Baker v. Chicago, Milwaukee & St. Paul Railway Co.

Ellison, J.

This action is for double damages and arises under section 809, Revised Statutes, 1879. The defendant’s road passes through plaintiff’s field. He has a pasture on one side and a meadow on the other. A stream called Black Oak branch runs through the land and is crossed by the railroad in his field. The right of way is fenced up to the ends of the bridge over the branch; the bridge being about one hundred and fifty feet long. Cattle passed from the pasture under the bridge onto the meadow and did the injury complained of.

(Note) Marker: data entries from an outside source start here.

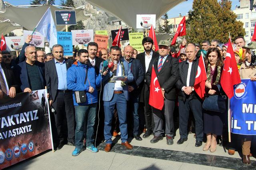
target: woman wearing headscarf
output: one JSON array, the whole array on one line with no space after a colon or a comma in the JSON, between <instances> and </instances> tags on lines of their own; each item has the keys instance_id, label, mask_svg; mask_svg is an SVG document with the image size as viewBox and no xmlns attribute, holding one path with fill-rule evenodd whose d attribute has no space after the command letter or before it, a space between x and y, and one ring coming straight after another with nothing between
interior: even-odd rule
<instances>
[{"instance_id":1,"label":"woman wearing headscarf","mask_svg":"<svg viewBox=\"0 0 256 170\"><path fill-rule=\"evenodd\" d=\"M221 95L220 76L223 69L223 60L216 48L210 49L205 58L207 80L205 83L206 96ZM224 113L203 109L204 132L207 141L203 150L214 152L217 146L218 135L222 134Z\"/></svg>"},{"instance_id":2,"label":"woman wearing headscarf","mask_svg":"<svg viewBox=\"0 0 256 170\"><path fill-rule=\"evenodd\" d=\"M240 77L241 79L249 78L251 81L256 81L256 56L254 54L252 56L251 51L251 50L256 49L256 42L252 42L248 45L242 48L246 49L245 57L244 62L241 65L239 70ZM243 137L242 141L243 163L250 165L251 163L250 160L250 147L253 136L244 135Z\"/></svg>"}]
</instances>

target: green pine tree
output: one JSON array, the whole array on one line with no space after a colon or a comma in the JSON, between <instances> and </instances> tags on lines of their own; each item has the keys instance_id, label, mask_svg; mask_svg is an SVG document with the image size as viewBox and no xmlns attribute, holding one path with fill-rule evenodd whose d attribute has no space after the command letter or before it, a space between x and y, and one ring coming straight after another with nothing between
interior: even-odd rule
<instances>
[{"instance_id":1,"label":"green pine tree","mask_svg":"<svg viewBox=\"0 0 256 170\"><path fill-rule=\"evenodd\" d=\"M229 0L222 0L219 3L217 0L194 1L186 21L186 38L194 43L212 39L226 43L229 31L232 38L244 36L243 24L236 20L236 15L231 7Z\"/></svg>"},{"instance_id":2,"label":"green pine tree","mask_svg":"<svg viewBox=\"0 0 256 170\"><path fill-rule=\"evenodd\" d=\"M168 19L167 13L164 14L163 16L163 17L164 18L164 32L167 33L170 33L170 30L169 27L169 21L167 20L167 19Z\"/></svg>"}]
</instances>

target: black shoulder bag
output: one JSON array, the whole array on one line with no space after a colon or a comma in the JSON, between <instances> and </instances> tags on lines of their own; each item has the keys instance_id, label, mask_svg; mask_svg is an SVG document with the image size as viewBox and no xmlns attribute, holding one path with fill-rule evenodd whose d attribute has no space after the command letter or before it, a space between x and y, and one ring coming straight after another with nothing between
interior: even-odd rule
<instances>
[{"instance_id":1,"label":"black shoulder bag","mask_svg":"<svg viewBox=\"0 0 256 170\"><path fill-rule=\"evenodd\" d=\"M84 84L86 83L86 80L87 80L87 74L88 73L88 70L86 70L86 76L85 76L85 80L84 80ZM85 90L83 91L75 91L74 92L75 95L75 98L76 102L77 103L84 103L86 101L86 94Z\"/></svg>"}]
</instances>

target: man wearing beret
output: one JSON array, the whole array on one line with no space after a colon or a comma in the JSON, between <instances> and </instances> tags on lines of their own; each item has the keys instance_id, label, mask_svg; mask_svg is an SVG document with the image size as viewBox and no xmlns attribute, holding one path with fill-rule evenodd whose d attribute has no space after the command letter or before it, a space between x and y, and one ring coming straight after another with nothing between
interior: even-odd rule
<instances>
[{"instance_id":1,"label":"man wearing beret","mask_svg":"<svg viewBox=\"0 0 256 170\"><path fill-rule=\"evenodd\" d=\"M178 79L179 72L178 59L169 55L170 45L170 42L168 41L161 40L159 42L159 57L151 60L146 74L146 82L149 87L152 66L154 65L164 101L162 110L152 107L155 127L154 137L150 141L152 143L163 139L162 134L165 133L167 145L173 144L173 111L176 94L175 84ZM164 131L164 123L165 124L165 131Z\"/></svg>"}]
</instances>

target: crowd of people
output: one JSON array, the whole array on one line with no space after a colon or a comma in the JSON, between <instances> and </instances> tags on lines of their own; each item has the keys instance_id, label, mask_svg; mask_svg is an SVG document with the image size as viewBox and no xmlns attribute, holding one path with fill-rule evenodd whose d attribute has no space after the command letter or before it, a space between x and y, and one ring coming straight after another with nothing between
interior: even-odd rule
<instances>
[{"instance_id":1,"label":"crowd of people","mask_svg":"<svg viewBox=\"0 0 256 170\"><path fill-rule=\"evenodd\" d=\"M220 80L228 43L213 39L200 45L184 40L175 53L170 50L170 41L161 40L159 50L155 51L153 40L146 37L142 41L143 52L139 53L130 45L122 50L112 46L109 51L100 50L97 57L98 44L90 42L87 49L74 49L73 57L67 59L61 45L54 45L52 53L46 54L29 45L32 39L28 36L16 59L9 51L0 53L0 98L31 93L46 86L49 105L55 109L50 113L54 149L61 149L66 144L74 146L72 155L75 156L84 147L97 152L96 141L105 141L105 151L108 152L113 137L119 131L122 145L127 149L133 148L128 137L142 141L142 133L143 138L153 135L152 143L166 137L167 145L172 145L178 127L174 122L178 121L180 138L177 144L188 140L193 131L191 126L194 126L195 147L202 146L204 139L203 150L214 152L219 139L219 145L226 145L228 154L232 155L238 149L234 141L241 139L243 162L250 164L253 136L232 134L233 142L228 143L227 111L204 109L203 100L194 87L202 54L207 77L206 97L226 96ZM252 51L256 49L256 42L246 45L244 38L239 37L235 39L235 46L241 78L256 80ZM106 62L113 65L106 67ZM164 98L161 110L149 104L153 66ZM116 76L120 77L115 79ZM191 121L194 126L190 125Z\"/></svg>"}]
</instances>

I. Without going into the question whether the railway company was liable to an action for damages resulting from not fencing across the channel of the stream proper, which was only from ten to fifteen feet wide, and leaving that out of consideration, it yet appears from the testimony that there was space under the bridge, on either side of the branch, which might properly have been fenced without injury or obstruction to the stream. We do not agree to the proposition that a railroad company need only erect such fences as will keep animals off of the track. If such was the law, the depressions to be found in all level fields and over which the railroad builds bridges or trestle work need not be fenced. The true interpretation of ■ the statute is that it requires not only that animals shall be fenced off the track, but also that they may be prevented from trespassing by passing over or under the track, where it may be fenced.

*263II. The question whether where the plaintiff owns the land on both sides of an unfenced railroad, one- side being cultivated and the other pasture, can knowingly turn his cattle in on the pasture side, and recover for the inevitable injury to his crop, was not raised. The judgment is affirmed.